Power station sale approved by West Virginia despite federal block
CHARLESTON — In an order handed down Friday, the Public Service Commission of West Virginia authorized Monongahela Power Company and Potomac Edison (Mon Power/PE) to purchase the 1,300 MW Pleasants Power Station from its affiliate, Allegheny Energy Supply Company (AE Supply), subject to significant conditions.
However, a decision by the Federal Energy Regulatory Commission earlier this month may render the decision moot.
The PSC did not approve the companies’ petition as filed, but did approve a transfer with significant conditions to protect Mon Power and PE’s ratepayers.
Those conditions include requiring limitations on the costs to customers, limitations on the recovery of closing costs if the plant is retired early and protection against costs related to prior operations of the plant or problems with the McElroy’s Run Impoundment and Dam, the order said.
The companies, anticipating a growing capacity deficit over the next 10 years, had issued a request for proposals to solicit bids to reduce or eliminate the projected deficit. AE Supply, an affiliate of the companies and owner of Pleasants, was deemed to have submitted the most attractive proposal.
Intervenors in the case included the PSC’s Consumer Advocate Division; West Virginia Energy Users Group; Solar United Neighborhoods; West Virginia Citizen Action Group; Longview Power; the Sierra Club; ESC Harrison County Power LLC; ESC Brooke County Power LLC; the West Virginia Coal Association; and the West Virginia Business and Industry Counsel.
In order for the transfer to be implemented it must also be approved by the FERC, which issued an order on Jan. 12 denying the companies’ petition without prejudice. The time for filing a Motion for Reconsideration with FERC has not yet expired, the order said.
FirstEnergy spokesman Todd Meyers said the company received the PSC’s order Friday afternoon and will need to take time to thoroughly review the conditions and decide its course of action.

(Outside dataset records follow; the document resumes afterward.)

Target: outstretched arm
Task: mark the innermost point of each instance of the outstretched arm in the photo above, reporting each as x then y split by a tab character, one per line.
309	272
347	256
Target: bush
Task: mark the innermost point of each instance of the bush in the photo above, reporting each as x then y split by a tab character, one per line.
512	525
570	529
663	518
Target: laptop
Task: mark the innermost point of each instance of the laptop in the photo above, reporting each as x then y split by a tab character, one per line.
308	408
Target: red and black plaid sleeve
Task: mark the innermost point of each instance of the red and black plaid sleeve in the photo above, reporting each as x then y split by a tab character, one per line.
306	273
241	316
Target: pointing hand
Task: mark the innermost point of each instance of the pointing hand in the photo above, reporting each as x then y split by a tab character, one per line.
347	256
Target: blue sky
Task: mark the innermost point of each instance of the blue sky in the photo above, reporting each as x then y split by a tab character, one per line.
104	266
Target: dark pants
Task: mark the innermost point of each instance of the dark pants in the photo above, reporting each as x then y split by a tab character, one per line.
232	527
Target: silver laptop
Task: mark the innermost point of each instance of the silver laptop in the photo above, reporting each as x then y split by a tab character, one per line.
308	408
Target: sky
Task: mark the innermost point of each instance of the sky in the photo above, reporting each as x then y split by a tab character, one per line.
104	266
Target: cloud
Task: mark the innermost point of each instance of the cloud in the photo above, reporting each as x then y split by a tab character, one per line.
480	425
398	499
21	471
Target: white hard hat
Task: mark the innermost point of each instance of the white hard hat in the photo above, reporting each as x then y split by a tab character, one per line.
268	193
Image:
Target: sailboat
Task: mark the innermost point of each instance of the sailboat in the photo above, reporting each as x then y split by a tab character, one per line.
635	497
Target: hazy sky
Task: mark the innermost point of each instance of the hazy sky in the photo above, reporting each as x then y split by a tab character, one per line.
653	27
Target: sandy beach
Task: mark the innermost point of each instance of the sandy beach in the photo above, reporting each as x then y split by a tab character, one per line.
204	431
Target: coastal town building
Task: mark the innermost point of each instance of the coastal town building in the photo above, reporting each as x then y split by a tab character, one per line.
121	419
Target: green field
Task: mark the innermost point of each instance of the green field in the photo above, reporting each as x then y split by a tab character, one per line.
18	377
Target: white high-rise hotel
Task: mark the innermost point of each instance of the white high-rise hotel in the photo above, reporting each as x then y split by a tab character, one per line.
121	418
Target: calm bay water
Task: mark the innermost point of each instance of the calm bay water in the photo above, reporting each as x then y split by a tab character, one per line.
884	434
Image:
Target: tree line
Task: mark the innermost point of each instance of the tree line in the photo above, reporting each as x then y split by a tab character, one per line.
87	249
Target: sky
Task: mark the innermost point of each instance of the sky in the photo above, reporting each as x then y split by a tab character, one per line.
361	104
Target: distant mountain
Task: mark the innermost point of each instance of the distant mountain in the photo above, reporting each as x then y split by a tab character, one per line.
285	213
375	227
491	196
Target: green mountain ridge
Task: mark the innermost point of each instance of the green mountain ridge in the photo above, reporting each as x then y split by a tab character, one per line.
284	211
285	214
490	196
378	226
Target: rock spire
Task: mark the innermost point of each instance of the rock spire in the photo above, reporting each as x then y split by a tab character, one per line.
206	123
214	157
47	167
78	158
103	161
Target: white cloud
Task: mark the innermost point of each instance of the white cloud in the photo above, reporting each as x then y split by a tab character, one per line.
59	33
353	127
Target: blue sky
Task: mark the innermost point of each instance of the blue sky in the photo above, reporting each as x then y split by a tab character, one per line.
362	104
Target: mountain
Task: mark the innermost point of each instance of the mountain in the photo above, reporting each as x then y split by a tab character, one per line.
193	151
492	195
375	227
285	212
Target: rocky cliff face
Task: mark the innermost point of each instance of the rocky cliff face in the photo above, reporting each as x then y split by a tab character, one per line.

In addition, FirstEnergy is in the process of reviewing the FERC order and evaluating its options, he said.
“The order from the West Virginia PSC is another key factor in that review,” he said. “Both state and federal regulatory approvals are necessary for the transfer to occur. We believe the proposed Pleasants transaction offers benefits to our West Virginia customers, including reliable electricity and reduced electric rates, along with creating additional benefits for West Virginia’s economy,” Meyers said.
Jody Murphy, executive director of the Pleasants Area Chamber of Commerce, has expressed support for the proposal.
“Obviously, we are pleased the WVPSC approved the proposed transfer, however the decision does not override federal authority and FERC’s rejection of the deal. This is one, positive step, but more needs to be done. We remain hopeful, successful action will be taken to keep our plant operational for decades to come,” he said Friday.